Evie frunció el ceño mientras Elias se frotaba la parte de atrás de la cabeza y se reía torpemente. —Pero según el propio Su Alteza, en efecto creció en una mazmorra. Nunca reveló detalles sobre su vida creciendo allí. El hecho de que lo hizo fue la única cosa que confirmó. Y… —Elias se calló, dándose cuenta de que ya había dicho demasiado—. Uhm… creo que deberíamos regresar ahora, Su Alteza. Cambió de tema y Evie apretó el labio inferior con profunda decepción. Pero Elias ya le había dado la espalda y regresó por donde vinieron.
Al darse cuenta de que el mayordomo no iba a continuar, Evie solo pudo seguir. Suprimió el intenso impulso de preguntar más porque sabía que el mayordomo había descubierto que estaba exponiendo demasiados detalles ante ella. Evie conocía las estrictas reglas para los sirvientes al hablar de sus amos, por lo que comprendió por qué Elias se había detenido. Sin embargo, pensó que tal vez podría hacer que volviera a hablar en los días siguientes. No debía indagar demasiado y enfrentarlo con demasiado descaro.

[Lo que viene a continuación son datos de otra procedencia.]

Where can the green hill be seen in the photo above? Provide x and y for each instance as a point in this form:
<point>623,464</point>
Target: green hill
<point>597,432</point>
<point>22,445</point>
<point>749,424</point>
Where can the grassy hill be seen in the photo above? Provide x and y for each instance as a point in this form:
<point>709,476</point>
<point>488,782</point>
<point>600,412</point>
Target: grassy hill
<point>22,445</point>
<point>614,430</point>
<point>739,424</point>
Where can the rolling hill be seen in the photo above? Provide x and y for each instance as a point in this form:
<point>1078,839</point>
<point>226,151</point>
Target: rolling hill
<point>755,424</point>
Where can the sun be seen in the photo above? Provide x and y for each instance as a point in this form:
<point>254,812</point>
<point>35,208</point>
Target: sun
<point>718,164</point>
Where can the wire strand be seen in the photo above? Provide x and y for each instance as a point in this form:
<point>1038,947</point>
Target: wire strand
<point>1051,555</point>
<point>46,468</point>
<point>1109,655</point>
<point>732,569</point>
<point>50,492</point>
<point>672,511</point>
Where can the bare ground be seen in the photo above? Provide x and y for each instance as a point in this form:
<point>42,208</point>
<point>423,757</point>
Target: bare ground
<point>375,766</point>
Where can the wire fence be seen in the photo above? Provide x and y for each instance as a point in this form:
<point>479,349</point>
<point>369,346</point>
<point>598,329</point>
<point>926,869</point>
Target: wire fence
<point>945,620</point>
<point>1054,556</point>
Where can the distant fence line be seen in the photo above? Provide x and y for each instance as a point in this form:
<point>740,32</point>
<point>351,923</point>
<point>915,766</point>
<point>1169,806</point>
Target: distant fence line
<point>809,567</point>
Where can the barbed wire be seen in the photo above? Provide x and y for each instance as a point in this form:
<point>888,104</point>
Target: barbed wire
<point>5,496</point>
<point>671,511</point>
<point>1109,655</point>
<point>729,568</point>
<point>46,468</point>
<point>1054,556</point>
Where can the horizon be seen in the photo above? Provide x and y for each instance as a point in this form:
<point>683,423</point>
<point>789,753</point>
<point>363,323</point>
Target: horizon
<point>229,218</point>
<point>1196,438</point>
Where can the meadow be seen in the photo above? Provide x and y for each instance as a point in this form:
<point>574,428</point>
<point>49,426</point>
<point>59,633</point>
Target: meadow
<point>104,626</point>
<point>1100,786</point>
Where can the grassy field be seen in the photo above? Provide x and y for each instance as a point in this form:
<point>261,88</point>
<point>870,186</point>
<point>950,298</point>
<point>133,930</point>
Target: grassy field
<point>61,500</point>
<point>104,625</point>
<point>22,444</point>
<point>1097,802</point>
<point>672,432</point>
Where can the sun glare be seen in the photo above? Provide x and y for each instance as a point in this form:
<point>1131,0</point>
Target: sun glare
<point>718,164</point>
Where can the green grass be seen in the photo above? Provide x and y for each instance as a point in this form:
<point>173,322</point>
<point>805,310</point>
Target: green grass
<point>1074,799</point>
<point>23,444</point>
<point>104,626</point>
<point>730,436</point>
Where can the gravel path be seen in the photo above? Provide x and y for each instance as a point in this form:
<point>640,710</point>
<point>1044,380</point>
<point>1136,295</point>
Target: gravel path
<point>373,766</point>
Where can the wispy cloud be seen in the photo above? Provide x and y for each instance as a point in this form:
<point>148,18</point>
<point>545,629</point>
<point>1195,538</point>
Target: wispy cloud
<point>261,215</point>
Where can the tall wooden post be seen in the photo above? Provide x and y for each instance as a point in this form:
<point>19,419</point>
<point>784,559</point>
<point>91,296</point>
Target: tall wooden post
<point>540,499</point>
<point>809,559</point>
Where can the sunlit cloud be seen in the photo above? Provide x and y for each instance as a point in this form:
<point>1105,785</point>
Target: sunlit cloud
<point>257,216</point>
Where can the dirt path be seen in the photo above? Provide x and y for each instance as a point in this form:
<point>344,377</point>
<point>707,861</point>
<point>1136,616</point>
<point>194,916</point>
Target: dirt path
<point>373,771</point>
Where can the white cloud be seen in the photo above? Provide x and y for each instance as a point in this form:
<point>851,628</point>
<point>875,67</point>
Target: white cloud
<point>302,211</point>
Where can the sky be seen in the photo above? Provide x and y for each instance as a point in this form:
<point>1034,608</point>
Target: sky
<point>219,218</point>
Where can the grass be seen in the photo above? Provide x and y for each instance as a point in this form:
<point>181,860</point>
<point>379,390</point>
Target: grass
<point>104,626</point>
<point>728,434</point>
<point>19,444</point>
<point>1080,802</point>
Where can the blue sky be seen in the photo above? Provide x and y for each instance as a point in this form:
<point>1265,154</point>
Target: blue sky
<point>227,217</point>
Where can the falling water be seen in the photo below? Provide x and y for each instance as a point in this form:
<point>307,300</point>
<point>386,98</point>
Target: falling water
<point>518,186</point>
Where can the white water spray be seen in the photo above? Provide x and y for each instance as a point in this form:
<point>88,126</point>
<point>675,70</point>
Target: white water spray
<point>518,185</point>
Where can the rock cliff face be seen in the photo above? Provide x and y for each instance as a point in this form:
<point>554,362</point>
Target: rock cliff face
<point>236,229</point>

—¿Dónde quiere pasar el resto de la noche, Mi Señora? —preguntó Elias mientras descendían lentamente por las grandes escaleras.
—¿Se me permite salir y visitar la ciudad?
Elias se detuvo.
—Lo siento, Señora, pero necesito pedir primero el permiso de Su Alteza. Definitivamente le informaré cuando reciba su respuesta.
—Oh… entendido…
—¿Qué tal en la biblioteca, mi señora? ¿Le gustaría pasar el resto de la noche allí? O tal vez quiera que la lleve a los jardines. Aunque supongo que ya está cansada de recorrer el castillo durante horas.
—Está bien —Evie solo pudo sonreír torpemente porque este mayordomo se preocupaba demasiado de nuevo—. Iré a la biblioteca entonces.
El mayordomo la escoltó a la biblioteca en un instante y Evie se sorprendió y fascinó al ver la gran y gótica biblioteca. Nunca esperó encontrar una biblioteca tan enorme y elegante dentro del castillo de un vampiro y no pudo evitar preguntarse qué temas se podrían encontrar escritos en todos los innumerables libros que se almacenaban aquí.
—Puede dejarme aquí ahora, Elias, y seguir con sus cosas. No necesita vigilarme cada minuto del día. Creo que puedo pasar el resto de la noche aquí en paz —dijo, sonriendo. Evie no sabía por qué, pero de repente se sintió emocionada al ver este lugar y las miríadas de libros contenidos en esos estantes antiguos, como si diferentes aventuras la esperaran dentro de esas páginas gastadas por el tiempo.
Afortunadamente, el mayordomo asintió. —Levy está en alerta fuera de las puertas. Entonces, si necesita algo, no dude en llamarlo.
—Mm. Lo haré.
—Además… uhm… —Elias se acercó vacilante un poco más—. Por favor, no pregunte a Su Alteza sobre la mazmorra y su infancia —dijo, haciendo que Evie frunciera un poco el ceño.
—¿Por qué no?
—Porque… a Su Alteza parece que realmente le disgusta hablar de cualquier cosa relacionada con las mazmorras o su infancia. La verdad es que con solo mencionar la palabra ‘mazmorra’ su estado de ánimo puede cambiar drásticamente. Así que, por favor, ¿podemos guardar todo lo que te dije entre tú y yo? ¿De acuerdo? ¿Mi señora?
Ella asintió. —No te preocupes, lo entiendo.
—Gracias, mi señora —Elias le mostró una sonrisa aliviada.